Documentation Post Processing

Post Processing

Description of signal processing techniques and data preparation procedures used in the TAPS dataset.

Data Mismatch Correction

One of the key challenges in creating the TAPS dataset was addressing the timing differences between throat microphone and acoustic microphone signals. These mismatches occur due to several factors:

  • Variations in speakers' larynx and oral structures
  • Differences in phoneme production locations
  • Distance between the acoustic microphone and speaker's lips

Technical Details

For detailed information about data mismatch analysis and correction methods, including:

  • Mismatch variation analysis
  • Impact of microphone distance
  • Speaker-dependent variations
  • Phoneme-dependent timing differences

Please refer to the "Technical Validation" section of our paper [Link to paper].

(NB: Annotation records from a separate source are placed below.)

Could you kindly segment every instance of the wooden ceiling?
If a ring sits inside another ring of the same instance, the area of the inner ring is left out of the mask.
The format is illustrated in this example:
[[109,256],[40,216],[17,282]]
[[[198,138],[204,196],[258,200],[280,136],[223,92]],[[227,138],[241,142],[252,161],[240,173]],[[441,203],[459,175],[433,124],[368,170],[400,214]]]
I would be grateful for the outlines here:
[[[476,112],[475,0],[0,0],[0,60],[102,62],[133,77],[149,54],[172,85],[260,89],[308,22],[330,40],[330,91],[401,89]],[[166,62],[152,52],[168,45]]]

Background Noise Reduction

To ensure high-quality reference signals, we applied noise reduction to the acoustic microphone recordings using the Demucs speech enhancement model.

Process Details

  • • Used Demucs pretrained causal version
  • • Applied to acoustic microphone signals only
  • • Preserved original signal characteristics
  • • Minimal impact on speech content

Results

  • • Reduced background noise
  • • Enhanced signal clarity
  • • Improved reference quality
  • • Maintained natural speech characteristics

Note

The noise reduction was applied only to minimize minor background noise in the acoustic microphone recordings. The throat microphone signals were preserved in their original form to maintain the authenticity of the dataset.

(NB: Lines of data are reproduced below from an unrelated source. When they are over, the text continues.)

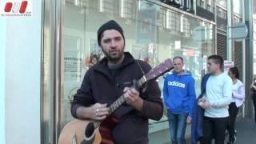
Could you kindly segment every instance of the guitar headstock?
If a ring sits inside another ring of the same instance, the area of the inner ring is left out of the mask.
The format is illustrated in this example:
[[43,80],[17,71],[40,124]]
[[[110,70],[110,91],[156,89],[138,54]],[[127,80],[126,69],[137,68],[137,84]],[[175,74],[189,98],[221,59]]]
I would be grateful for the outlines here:
[[149,71],[145,75],[146,79],[147,81],[155,79],[173,68],[174,68],[173,62],[170,58],[168,58],[165,60],[163,62],[158,65],[155,68]]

Complete Processing Pipeline

  1. High-pass Filtering

    Applied 5th-order Butterworth high-pass filter with 50 Hz cut-off frequency to reduce gravitational acceleration effects

  2. Timing Alignment

    Corrected timing differences between throat and acoustic microphone signals

  3. Noise Reduction

    Applied Demucs-based noise reduction to acoustic microphone recordings

  4. Trimming

    Removed silent segments at the beginning and end of recordings

  5. Quality Verification

    Manual review of evaluation set utterances for accuracy